Con Ahmadinejad l’Iran si è trasformato. E non solo per le sue deliranti minacce contro Israele. La svolta riguarda soprattutto gli obiettivi politici. Addio prudenza, addio pragmatismo. Da un anno Teheran imposta la sua strategia non più per evitare il confronto con l’Occidente, ma per ampliare la propria influenza in Medio Oriente. Vuole diventare, anzi lo è già, una potenza regionale. E per la prima volta si rende conto che il suo messaggio raccoglie consensi anche tra le popolazioni arabe sunnite. È una svolta epocale: dall’epoca khomeinista la storica inimicizia tra le due correnti dell’Islam - sciiti e sunniti - era stata la miglior garanzia contro i rischi di un contagio integralista dall’Iran verso i Paesi circostanti. Oggi nonostante in Irak sia in corso una guerra etnico-religiosa tra le due fazioni musulmane, il messaggio dello sciita Ahmadinejad seduce i sunniti in gran parte del Medio Oriente. In rotta Al Qaida, disperso Bin Laden, morto Arafat, rientrata nei ranghi l’Arabia Saudita - che nei giorni scorsi ha addirittura invitato i palestinesi ad arrendersi alla superiorità militare degli israeliani - il presidente iraniano è l’unico leader capace di interpretare le frustrazioni delle masse arabe.

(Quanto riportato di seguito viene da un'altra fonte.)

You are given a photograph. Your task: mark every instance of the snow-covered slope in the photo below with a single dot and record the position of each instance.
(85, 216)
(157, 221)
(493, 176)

E ora ha deciso di rendere effettiva la sua leadership, approfittando degli errori commessi dagli Usa e in parte anche da Israele. Ahmadinejad è forte anche perché gli Stati Uniti appaiono deboli sia sul fronte diplomatico che su quello militare, ben diversi dalla superpotenza che tre anni fa sognava di imporre un nuovo ordine democratico in Medio Oriente. Nessuno li teme più, meno che meno l’Iran. Le violenze delle ultime settimane sembrano rientrare in una strategia ispirata da Teheran: esplode l’Irak, dove le milizie sciite rispondono al sangue col sangue, facendo precipitare il Paese verso la guerra civile. Esplode la Palestina, dove Hamas e Jihad optano per la linea dei sequestri, emarginando i leader moderati. Esplode il Libano del Sud, dove Hezbollah riesce a infrangere un duro colpo al prestigio di Israele e al contempo alla credibilità del nuovo governo libanese, il primo dopo il ritiro delle truppe siriane. Intanto Teheran, stringe un patto di mutua difesa con Damasco avvertendo che qualunque attacco contro la Siria verrà considerato come un atto di guerra contro l’Iran.

E Ahmadinejad respinge l’ultima offerta di dialogo sul nucleare, sapendo che in questo momento un attacco Usa è altamente improbabile. È spavaldo, il presidente iraniano; vuole imporre nuove regole del gioco. Ci vorrebbe una risposta forte e, soprattutto, credibile; ma l’Occidente non sa come reagire.